Wednesday, July 22, 2009

Zutchka vs. Rabbi X

I wanted to begin by telling a story of an encounter a friend had with a semi-prominent Rabbi, and then juxtapose it with a story describing how the Zutchka Rebbe reacted in a similar situation.

My friend had been married a few years, but things were not going well. The couple had decided on divorce, and they were on their way to the Rav to finalize the arrangement. But before they went inside they began to talk. They mutually experienced a longing that they had not experienced in months, or even years. Just before they crossed that irrevocable threshold they had decided that it was not too late to reconcile. Their deep attachment, which had been latent for much time, began to manifest itself in feelings ever closer to the surface, and decided that they wanted to make the marriage work.
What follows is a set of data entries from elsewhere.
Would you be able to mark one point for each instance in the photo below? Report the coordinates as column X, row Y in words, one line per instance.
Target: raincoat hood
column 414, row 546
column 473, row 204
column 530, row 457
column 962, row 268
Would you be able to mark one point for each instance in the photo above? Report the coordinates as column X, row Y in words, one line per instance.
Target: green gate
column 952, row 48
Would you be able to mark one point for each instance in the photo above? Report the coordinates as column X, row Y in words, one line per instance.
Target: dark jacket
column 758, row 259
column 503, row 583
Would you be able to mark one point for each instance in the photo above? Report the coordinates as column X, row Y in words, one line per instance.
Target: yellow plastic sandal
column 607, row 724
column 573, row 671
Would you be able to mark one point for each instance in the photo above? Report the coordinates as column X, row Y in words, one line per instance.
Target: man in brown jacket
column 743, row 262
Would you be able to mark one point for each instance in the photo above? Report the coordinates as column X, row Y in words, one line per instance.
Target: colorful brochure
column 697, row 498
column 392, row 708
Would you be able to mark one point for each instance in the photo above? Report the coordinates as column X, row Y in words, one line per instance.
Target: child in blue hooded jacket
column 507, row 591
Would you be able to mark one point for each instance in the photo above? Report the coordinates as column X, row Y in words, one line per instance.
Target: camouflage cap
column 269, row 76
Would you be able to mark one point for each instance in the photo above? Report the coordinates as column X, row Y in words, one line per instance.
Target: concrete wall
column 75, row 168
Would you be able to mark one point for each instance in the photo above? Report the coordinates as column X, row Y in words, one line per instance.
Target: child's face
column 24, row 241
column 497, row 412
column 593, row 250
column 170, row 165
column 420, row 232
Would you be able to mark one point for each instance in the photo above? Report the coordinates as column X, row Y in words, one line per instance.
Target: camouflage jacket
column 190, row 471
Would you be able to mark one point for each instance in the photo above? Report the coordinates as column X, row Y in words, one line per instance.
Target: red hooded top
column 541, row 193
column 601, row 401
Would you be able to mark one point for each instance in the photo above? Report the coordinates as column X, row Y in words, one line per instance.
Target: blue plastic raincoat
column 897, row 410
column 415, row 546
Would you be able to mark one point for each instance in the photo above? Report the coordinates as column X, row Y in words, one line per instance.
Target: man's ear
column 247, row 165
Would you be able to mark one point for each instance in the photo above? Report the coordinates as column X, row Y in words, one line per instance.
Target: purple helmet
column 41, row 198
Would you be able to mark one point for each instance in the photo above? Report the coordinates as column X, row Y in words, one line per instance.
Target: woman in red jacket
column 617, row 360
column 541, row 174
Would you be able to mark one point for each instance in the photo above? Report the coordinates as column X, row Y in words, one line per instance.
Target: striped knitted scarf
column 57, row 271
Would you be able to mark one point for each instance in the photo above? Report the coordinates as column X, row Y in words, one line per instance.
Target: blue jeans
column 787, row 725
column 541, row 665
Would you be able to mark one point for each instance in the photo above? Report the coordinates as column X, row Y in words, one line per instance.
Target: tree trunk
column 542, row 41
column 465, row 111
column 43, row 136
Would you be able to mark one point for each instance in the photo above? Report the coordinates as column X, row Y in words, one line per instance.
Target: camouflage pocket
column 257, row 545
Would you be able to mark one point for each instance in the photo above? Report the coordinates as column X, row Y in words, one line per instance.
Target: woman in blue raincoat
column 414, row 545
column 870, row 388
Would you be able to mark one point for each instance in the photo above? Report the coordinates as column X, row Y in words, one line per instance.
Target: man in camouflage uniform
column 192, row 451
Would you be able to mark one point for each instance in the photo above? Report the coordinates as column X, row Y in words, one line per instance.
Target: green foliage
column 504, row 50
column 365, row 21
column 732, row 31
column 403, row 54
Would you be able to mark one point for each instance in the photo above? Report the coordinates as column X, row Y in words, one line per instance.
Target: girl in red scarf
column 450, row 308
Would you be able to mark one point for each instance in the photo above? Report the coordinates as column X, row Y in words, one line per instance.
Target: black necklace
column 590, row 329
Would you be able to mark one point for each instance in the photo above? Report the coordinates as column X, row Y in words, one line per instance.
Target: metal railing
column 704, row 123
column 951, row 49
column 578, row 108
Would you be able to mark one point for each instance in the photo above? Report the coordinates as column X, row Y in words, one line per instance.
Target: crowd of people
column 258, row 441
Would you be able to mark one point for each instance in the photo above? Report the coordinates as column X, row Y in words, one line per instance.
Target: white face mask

They walked into the Rav's quarters, and said with beaming faces, "we've changed our minds! We decided not to go through with the divorce!" The Rav opened his eyes wide, a vein about to burst from his forehead, and barked at them, "for this you waste my time? I've been sitting here FIFTEEN MINUTES waiting for the two of you. I could have been doing 100 other things. Don't you know that I'm a busy man?"

The previous Zutchka Rebbe, Harav Yitzchok Eisik Rosenbaum, zt"l, was known to never utter a mundane word. He learned, he taught Torah, and accepted petitioners. Torah was his entire life. He didn't even engage in wordly or mundane speech with his own family. When a granddaughter who lived close by and visited often came into his study one day, he asked "who is this??" So much was he involved in his learning. But when someone had a serious problem or a Torah matter to discuss he availed himself completely to them. Once, after his daily halacha shiur in the morning, a man came up to him, and said that he was having trouble following the Rebbe. The Rebbe established with him a one-on-one shiur on the spot, which lasted for several years. When the man came to the Rebbe, and said, "I feel as though I'm taking up the Rebbe's valuable time," the Rebbe answered, "if you only knew of the great satisfaction I get every day from learning with you."

On one occasion a couple had come to him in the evening. They wound up staying for four hours, past midnight. When his grandson later questioned him about the unusual amount of time spent with this couple he responded, "this couple was going to get a divorce. I was their last stop. I sat with them, and I delved deep into their hearts, and saw that there was much hope and yearning between the two of them. We talked out the matter, and now they are going to stay married. After all, doesn't it say that when a couple gets divorced the mizbeach (the altar) sheds tears? Well, tonight I am full of joy knowing that I spared the mizbeach any unnecessary sorrow. Four hours? Even a whole night would have been worth it for two precious neshamos (souls)."

One man, well, what could we say? And the other, a tzaddik, concerned with the depths of the human soul.